Carbs along with proteins and fats are converted into blood sugar (glucose) during digestion. This glucose will be stored in your muscle cells and liver in the form of glycogen. Your brain operates with the help of blood glucose for energy. Your body operates with the help of glycogen during intense activities and with the help of blood glucose and fat when the activities are of low to moderate nature.

The problem many fad diet creators (we'll call them "THEY") capitalize on what occurs when there is leftover glucose in your blood and you consume more carbohydrates: the remaining carbs will be stored as fat. What THEY don't tell you is that not eating enough carbohydrates transforms your body into the most efficient energy (fat) storing machine on the planet!

The Fact Is That Everything you eat gets stored in a "holding cell" for energy availability that very day. If your energy intake was lower than your energy expenditure that day, you'll lose. If not, you'll gain.

What you are doing is not working or you wouldn't be reading this...


You've read it before and you're about to read it again

Know WHAT to eat but most importantly WHEN to eat it! Eat at least 5 meals per day (Approx. every 3 hours). A meal contains proper amounts of Protein, Carbs and Fats and enough calories to take you to your next meal. This will control your insulin levels throughout the day, ensuring sustained energy. Body fat will not be stored but instead mobilized as an energy source. Not eating frequently enough sends your body into a "famine" mode forcing your body to store most of your subsequent CALORIES (from protein, carbs or fats...) in anticipation of the next famine period.

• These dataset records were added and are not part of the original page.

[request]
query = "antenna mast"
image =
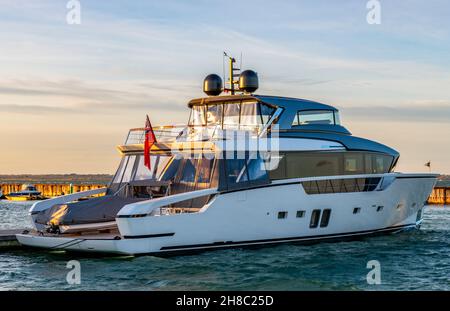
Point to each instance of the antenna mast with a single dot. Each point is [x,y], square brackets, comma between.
[231,80]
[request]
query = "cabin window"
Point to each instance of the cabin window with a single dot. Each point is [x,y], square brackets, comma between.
[119,174]
[127,174]
[157,164]
[214,114]
[249,116]
[313,117]
[313,164]
[189,170]
[231,115]
[325,218]
[266,113]
[236,171]
[197,116]
[204,171]
[300,214]
[243,173]
[282,215]
[353,163]
[315,215]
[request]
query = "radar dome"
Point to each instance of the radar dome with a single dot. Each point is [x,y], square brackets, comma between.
[212,85]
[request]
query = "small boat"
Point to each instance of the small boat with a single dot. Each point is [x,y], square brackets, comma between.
[27,193]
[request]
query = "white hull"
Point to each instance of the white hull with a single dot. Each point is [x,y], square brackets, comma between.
[250,217]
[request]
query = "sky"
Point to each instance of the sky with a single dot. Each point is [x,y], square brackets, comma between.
[70,92]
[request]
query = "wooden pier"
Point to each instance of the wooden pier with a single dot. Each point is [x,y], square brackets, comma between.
[49,190]
[441,193]
[54,185]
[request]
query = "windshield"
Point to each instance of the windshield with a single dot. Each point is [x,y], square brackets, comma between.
[312,117]
[251,116]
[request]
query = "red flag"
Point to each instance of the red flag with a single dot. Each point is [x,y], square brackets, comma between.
[150,139]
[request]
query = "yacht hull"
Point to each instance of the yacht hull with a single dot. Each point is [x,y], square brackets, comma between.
[252,218]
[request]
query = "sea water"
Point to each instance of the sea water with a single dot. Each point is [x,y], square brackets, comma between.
[414,260]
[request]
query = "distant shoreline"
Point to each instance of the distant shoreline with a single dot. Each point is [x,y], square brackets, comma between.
[56,178]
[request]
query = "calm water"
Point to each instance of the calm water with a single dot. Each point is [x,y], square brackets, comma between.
[416,260]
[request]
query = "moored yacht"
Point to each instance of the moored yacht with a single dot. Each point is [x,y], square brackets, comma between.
[246,170]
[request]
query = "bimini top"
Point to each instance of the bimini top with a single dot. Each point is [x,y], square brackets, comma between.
[303,119]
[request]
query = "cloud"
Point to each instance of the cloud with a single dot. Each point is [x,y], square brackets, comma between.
[81,97]
[437,111]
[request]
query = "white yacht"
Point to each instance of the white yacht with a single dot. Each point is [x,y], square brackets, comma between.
[247,170]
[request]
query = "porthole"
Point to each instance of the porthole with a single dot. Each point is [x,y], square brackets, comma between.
[282,215]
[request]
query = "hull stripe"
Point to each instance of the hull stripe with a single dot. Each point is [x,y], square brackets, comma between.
[289,239]
[146,236]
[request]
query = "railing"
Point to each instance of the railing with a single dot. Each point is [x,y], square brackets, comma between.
[153,206]
[163,134]
[192,132]
[341,185]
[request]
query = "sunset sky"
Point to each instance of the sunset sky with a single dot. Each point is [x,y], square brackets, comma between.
[69,93]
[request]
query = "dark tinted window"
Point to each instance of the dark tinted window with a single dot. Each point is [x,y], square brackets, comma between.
[314,218]
[312,164]
[325,218]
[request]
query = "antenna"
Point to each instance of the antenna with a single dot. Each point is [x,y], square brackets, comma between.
[231,80]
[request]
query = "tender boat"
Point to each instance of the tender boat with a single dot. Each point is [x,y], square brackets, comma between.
[27,193]
[247,170]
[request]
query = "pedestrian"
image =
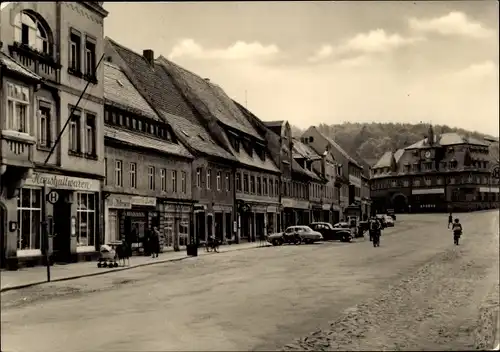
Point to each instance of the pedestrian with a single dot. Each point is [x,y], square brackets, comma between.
[155,242]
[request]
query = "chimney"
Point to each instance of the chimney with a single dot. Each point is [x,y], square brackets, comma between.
[149,55]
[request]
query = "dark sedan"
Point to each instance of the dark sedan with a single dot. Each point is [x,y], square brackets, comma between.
[331,233]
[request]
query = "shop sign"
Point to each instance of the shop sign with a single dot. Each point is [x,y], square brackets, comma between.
[63,182]
[119,202]
[144,201]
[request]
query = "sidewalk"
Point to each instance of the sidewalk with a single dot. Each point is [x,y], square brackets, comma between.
[11,280]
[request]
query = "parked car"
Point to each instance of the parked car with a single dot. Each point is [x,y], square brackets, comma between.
[382,220]
[389,221]
[391,213]
[331,233]
[295,235]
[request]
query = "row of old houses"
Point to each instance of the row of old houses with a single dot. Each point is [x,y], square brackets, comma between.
[145,143]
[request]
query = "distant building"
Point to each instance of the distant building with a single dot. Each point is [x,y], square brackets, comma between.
[440,173]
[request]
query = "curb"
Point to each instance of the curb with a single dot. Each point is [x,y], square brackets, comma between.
[114,270]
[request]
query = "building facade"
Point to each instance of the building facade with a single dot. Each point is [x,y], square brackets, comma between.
[440,173]
[213,203]
[348,178]
[62,43]
[148,172]
[255,208]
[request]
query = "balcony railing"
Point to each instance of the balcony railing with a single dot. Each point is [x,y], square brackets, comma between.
[16,149]
[42,64]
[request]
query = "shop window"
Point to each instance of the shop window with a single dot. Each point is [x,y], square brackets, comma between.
[198,177]
[163,180]
[228,182]
[174,181]
[209,178]
[86,219]
[219,181]
[29,217]
[151,178]
[184,182]
[238,182]
[245,183]
[132,171]
[183,233]
[118,173]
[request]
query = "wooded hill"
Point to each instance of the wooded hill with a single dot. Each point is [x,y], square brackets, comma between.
[371,140]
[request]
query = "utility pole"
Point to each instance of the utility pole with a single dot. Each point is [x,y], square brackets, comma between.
[45,223]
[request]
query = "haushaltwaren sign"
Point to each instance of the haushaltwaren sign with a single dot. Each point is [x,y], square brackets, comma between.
[63,182]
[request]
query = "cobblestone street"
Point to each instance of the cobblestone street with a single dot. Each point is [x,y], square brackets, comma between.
[417,291]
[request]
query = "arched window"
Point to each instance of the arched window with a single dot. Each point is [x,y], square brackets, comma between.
[29,31]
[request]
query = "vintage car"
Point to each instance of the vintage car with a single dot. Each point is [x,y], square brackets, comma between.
[331,233]
[295,235]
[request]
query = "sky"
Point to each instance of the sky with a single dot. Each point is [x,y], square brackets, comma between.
[332,62]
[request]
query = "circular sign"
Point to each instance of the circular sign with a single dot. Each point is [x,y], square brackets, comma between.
[53,197]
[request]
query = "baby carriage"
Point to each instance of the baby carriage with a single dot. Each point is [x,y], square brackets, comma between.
[107,256]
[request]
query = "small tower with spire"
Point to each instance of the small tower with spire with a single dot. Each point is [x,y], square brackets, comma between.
[430,135]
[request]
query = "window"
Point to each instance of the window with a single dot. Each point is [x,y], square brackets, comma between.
[132,173]
[198,177]
[228,183]
[184,182]
[118,173]
[74,131]
[18,100]
[238,182]
[86,219]
[90,56]
[105,171]
[209,178]
[151,178]
[245,183]
[174,181]
[43,124]
[29,217]
[90,132]
[74,51]
[29,31]
[163,180]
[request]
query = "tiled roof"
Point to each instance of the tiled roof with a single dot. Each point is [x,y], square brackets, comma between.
[196,136]
[155,85]
[296,167]
[301,150]
[118,89]
[135,139]
[385,160]
[447,139]
[339,148]
[212,96]
[10,64]
[274,123]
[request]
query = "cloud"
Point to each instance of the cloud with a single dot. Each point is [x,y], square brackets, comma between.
[375,41]
[237,51]
[454,23]
[486,69]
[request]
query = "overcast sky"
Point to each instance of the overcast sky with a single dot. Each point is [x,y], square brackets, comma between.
[330,62]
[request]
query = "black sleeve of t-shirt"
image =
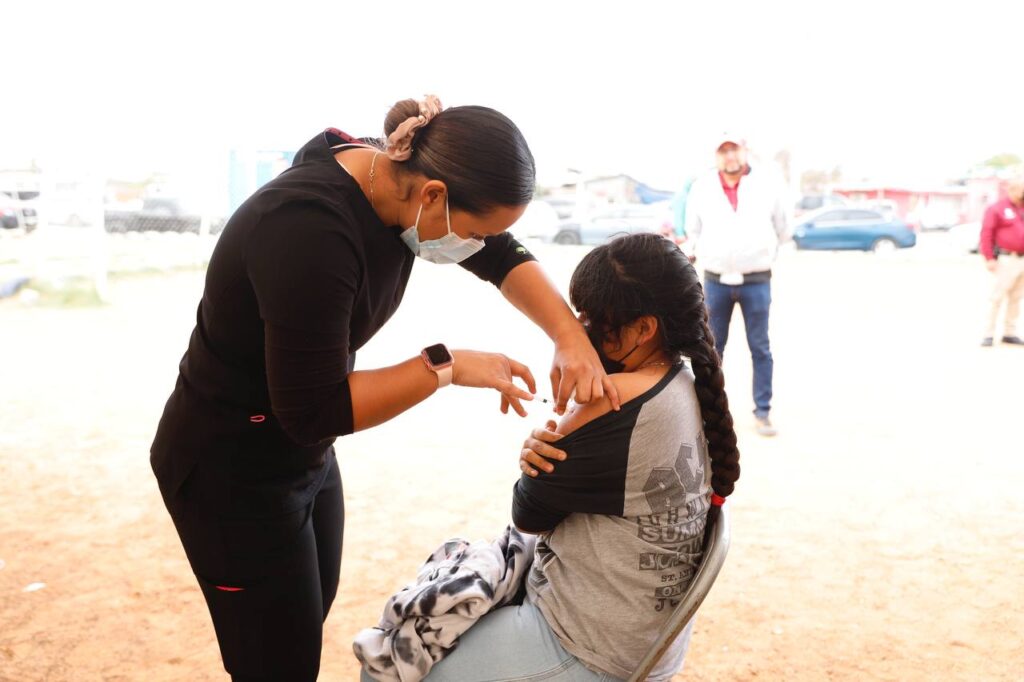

Remember: The less frequently you eat, the more efficient your body becomes at storing energy (fat!).

Failed to Plan Your Meals??? Then You Had Better Be Planning To Fail At Reaching Your Goal

You MUST have your meals made in advanced and ready to be eaten ON TIME or you might want to readjust the goal you've made. If you plan to look like a figure competitor or a figure model, you ought to EMULATE what they do and let go of the way YOU've always gone about your food. I have NEVER had a client fail to reach his/her goal when following my program to a "T". Some will "modify" slightly and will experience disapointment. An athlete may need more carbohydrates for energy and recovery, depending on his activity, while extremely sedentary persons may want to reduce their carb intake but there is absolutely no culprit in the fattening foods dilemma. You MUST eat fat, preferably unsaturated (non-animal source) like olive oil, flax-seed oil, avocado, nuts and the like but reduce your intake of saturated fats (from animal sources). Consume carbohydrates of a low glycemic index value.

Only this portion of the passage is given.